Blue Moon Publishers Author Jill Bowers Discusses Music and Her Writing
By Jill Bowers
When I was in fourth grade, my teacher told me about a writing contest. She showed me the requirements. The person holding the contest was looking for poetry and short stories to include in an anthology.
“I have to be twelve to enter,” my ten-year-old self told Mrs. Stitzer.
“Send them some poetry anyway,” my teacher said. “They don’t have to know your age.”
I gathered all of my work (not all of which was good… but give me a break, I was ten) and gave it to Mrs. Stitzer, who sent it in to the cosmos of the Internet and to the judges of the contest.
I didn’t expect anything to happen. I was too young, and I knew that they’d know somehow.

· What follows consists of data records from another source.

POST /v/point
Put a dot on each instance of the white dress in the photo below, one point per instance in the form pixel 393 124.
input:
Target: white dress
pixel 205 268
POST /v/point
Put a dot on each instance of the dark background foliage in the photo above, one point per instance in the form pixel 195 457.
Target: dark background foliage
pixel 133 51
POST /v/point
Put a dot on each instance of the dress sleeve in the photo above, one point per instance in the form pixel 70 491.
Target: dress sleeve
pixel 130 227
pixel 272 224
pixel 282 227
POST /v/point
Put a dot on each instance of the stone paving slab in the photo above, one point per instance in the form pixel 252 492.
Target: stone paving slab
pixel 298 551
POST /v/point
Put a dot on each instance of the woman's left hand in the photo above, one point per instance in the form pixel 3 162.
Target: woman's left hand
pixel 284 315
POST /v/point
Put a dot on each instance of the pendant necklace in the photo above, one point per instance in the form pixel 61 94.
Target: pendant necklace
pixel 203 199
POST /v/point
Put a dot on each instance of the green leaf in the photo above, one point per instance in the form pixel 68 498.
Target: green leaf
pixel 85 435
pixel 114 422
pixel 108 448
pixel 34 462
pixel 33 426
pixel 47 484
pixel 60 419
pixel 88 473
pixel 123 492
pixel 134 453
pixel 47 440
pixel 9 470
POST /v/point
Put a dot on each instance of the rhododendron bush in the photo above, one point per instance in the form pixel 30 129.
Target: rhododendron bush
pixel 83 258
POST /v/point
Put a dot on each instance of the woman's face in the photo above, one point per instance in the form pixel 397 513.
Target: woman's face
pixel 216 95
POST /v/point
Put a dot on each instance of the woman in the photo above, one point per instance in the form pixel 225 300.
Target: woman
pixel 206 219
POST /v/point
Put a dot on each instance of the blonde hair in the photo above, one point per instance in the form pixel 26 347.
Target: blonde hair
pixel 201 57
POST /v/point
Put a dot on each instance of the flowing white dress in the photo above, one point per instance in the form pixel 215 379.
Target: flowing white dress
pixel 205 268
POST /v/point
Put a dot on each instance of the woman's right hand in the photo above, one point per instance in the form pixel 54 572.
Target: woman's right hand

Maybe they’d be able to tell from my writing.
But I duped them.
One of my poems was published in the anthology, despite my age. When we did book readings and signings throughout my state, everyone was shocked to see a little girl next to the high school students whose work had been selected.
The poem that was published was simply titled, “Music.”
From a very young age, I could write about music more beautifully than I could write about most things. Music was the starting point of my life, from the first time my mom sang me a lullaby to quiet my infant cries. Music was also where I started my writing career, and continues to influence my work and creative process.
I call my office my writing lair. In it I have whiteboards, a computer, unique pens, way too many books (if there is such a thing), and water speakers that do a light and fountain show to the beat and volume of the music I play when I write. Seeing and hearing the music inspires me to write. The words flow more freely when there’s music to coax them from my mind. My scenes capture the emotions I try to convey much more aptly than they would otherwise because I feel those emotions myself through music. Most commonly, I listen to movie and television soundtracks, including music from TRON, Star Wars, Lord of the Rings, Doctor Who, and so many more.
Along with writing about music or to music, I write and arrange music. I’ve written choral music, piano music, and, most successfully, handbell music. The most recent premiere of my work was performed by the Westminster Bell Choir in Logan, Utah. The piece is a medley of Doctor Who themes, arranged for handbells with permission from the BBC.
Does music help you in your creative process? What kind of music do you like to listen and work to?